Afterlife Bar, night.
Barom waved off the suit who had pitched him and finished his drink. A few more fixers drifted over with shards and smiles. He listened. None of the offers landed. Not big enough.
He turned to go. Neon washed his chrome as he stepped into the street.
His optics flashed a warning. The interface jumped, glitched, and froze. A spike of current detonated at the base of his skull and boiled through his frame. Control dropped out of his limbs like someone hit a pause key.
"Buzz."
A high-velocity round lanced the air and ripped into his right leg—tech sniper rifle. The prosthetic shredded; Barom toppled.
His body's recovery kicked hard. He clawed back a sliver of command and tried to trigger Sandevistan.
Two combat specialists came in behind him and killed the attempt. Twin shotgun barrels were already parked against his hands. Close-range blasts hit with ugly kinetic weight. Both hands went dead metal.
Everything he prized stopped working in seconds.
Sandevistan finally spun up, but all it did was speed the helpless writhing. He dragged his head up and saw the suit from the Afterlife standing over him.
"You slipped something in that shard." Barom's voice jittered at high speed. "I'll kill you for it."
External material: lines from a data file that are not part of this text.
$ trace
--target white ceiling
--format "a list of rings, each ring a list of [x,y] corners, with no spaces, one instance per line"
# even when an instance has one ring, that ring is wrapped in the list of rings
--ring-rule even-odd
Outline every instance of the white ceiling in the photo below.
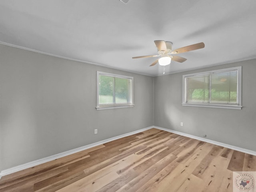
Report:
[[[154,40],[180,54],[166,74],[256,58],[255,0],[1,0],[0,41],[36,51],[152,76],[163,67]]]

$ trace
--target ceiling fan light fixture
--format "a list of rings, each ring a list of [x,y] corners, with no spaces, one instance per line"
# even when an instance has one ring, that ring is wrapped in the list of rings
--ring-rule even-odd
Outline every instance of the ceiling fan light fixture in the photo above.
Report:
[[[161,57],[158,60],[158,63],[160,65],[165,66],[171,63],[172,58],[169,57]]]

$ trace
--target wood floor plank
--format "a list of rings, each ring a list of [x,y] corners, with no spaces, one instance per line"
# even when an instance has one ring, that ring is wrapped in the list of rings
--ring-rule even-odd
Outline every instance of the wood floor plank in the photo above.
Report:
[[[0,192],[232,192],[256,156],[152,128],[9,175]]]
[[[242,171],[245,154],[234,151],[230,159],[228,169],[232,171]]]

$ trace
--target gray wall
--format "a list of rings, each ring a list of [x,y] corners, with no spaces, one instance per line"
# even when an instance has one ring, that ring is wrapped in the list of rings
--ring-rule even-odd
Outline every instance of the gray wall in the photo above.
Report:
[[[2,44],[0,65],[0,170],[154,124],[153,77]],[[96,110],[97,70],[133,76],[135,106]]]
[[[242,66],[241,110],[182,105],[182,75]],[[256,59],[156,77],[154,125],[256,151]],[[180,126],[184,122],[184,126]]]

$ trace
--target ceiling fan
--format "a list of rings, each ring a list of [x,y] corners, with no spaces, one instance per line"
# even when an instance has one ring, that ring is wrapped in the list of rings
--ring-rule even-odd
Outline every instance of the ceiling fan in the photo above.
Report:
[[[154,42],[158,50],[158,55],[139,56],[138,57],[133,57],[132,58],[137,59],[138,58],[158,57],[160,56],[161,58],[156,60],[150,65],[150,66],[153,66],[158,62],[159,63],[160,65],[165,66],[166,65],[169,64],[171,63],[171,60],[172,60],[180,63],[184,62],[187,60],[187,59],[183,58],[183,57],[176,55],[171,55],[172,54],[178,54],[184,52],[196,50],[197,49],[202,49],[204,47],[204,44],[202,42],[186,46],[186,47],[182,47],[181,48],[179,48],[178,49],[176,49],[174,51],[172,51],[172,42],[165,41],[163,40],[156,40],[154,41]]]

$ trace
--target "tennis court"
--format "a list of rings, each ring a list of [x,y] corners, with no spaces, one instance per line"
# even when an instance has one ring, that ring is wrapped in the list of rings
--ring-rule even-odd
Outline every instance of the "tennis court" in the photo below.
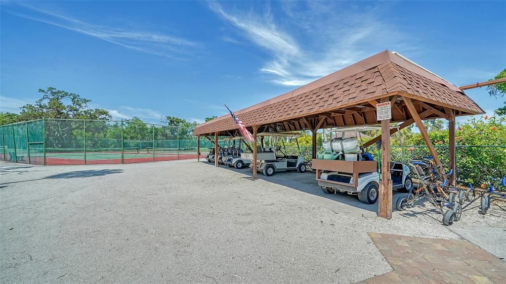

The ambush virus had ridden the shard at insertion. It burned his systems, stole his window to counter, and left him half-locked before he could even move.
"Target experimental subject secured. Requesting evac," the suit said into his comm, ignoring him.
The two heavies hauled Barom up by the shoulders. A hover AV settled to the curb. The red Arasaka sigil stared down at him from the fuselage, bright and certain.
"You're Arasaka. Why me?"
He could not connect the dots; he had never worked with Arasaka. The answer sat elsewhere. His ripperdoc had already sold everything: the injection, the parts list, the weapons map. Arasaka had one vial of the serum's base compound without knowing where it came from. Until they found the source, scarcity ruled. A living subject who had taken it was too valuable to pass.
Barom, the only known injected subject, was inevitable.
They strapped him into the AV and lifted. Afterlife's floor stared up, full of mercs who had watched the snatch and had nothing to say while Arasaka hovered six meters away.
"Arasaka gets bolder by the day," someone spat when the AV finally banked away. "They really came into the Afterlife to grab a guy. Think we're soft?"
That same man would not have raised his voice if the team had stayed. It sounded sad because it was true.
"What did he do to rate that kind of pull?"
Maine's crew stepped out in time to catch the last of it.
"Maybe his last job crossed Arasaka," someone said.
"Who knows?"
It was entertaining as long as it was not their problem. They broke up and headed out.
…
Rebecca weighed her options. She had not pinged Rocky in two days. She knew he was on a contract, so she had not called. He had not called either. Hard to tell when he would be free.
Sending an email was not her style. It was late, and she had time. If he had finished, the clinic would be open. She decided to swing by and check.
…
In the clinic, Rocky was building a batch of serum.
"L, the ICE scaffold for your data fortress is in. It still needs polish," Lucy said over the line.
"Good work. Thanks, Lucy."
She was wiring the small server stack in her apartment, turning his idea into a footprint on the net. If you want a company, you need a data fortress. They were not there yet, but a minimal box would help him move.
The clinic buzzed with a visitor request.
"Lucy, someone's at the door. I'll call you back."
"Okay."
The run did not demand his hands every second; he could still take walk-ins. He cut the call, pulled the front cam, and frowned.
A man in a suit waited at the door—unfamiliar face. Agency posture, he did not bother hiding.
Trouble had found him, faster than he liked.
He had known this day would come the minute he put Advanced Soldier Serum into the market. Stimulants were one thing. A drug that raised physical capacity, sped reactions, and deepened chrome tolerance was another. The corps would come.
He could not hide. He could only wish for more time to stack leverage.
He steadied his breathing, walked over, and opened the clinic door.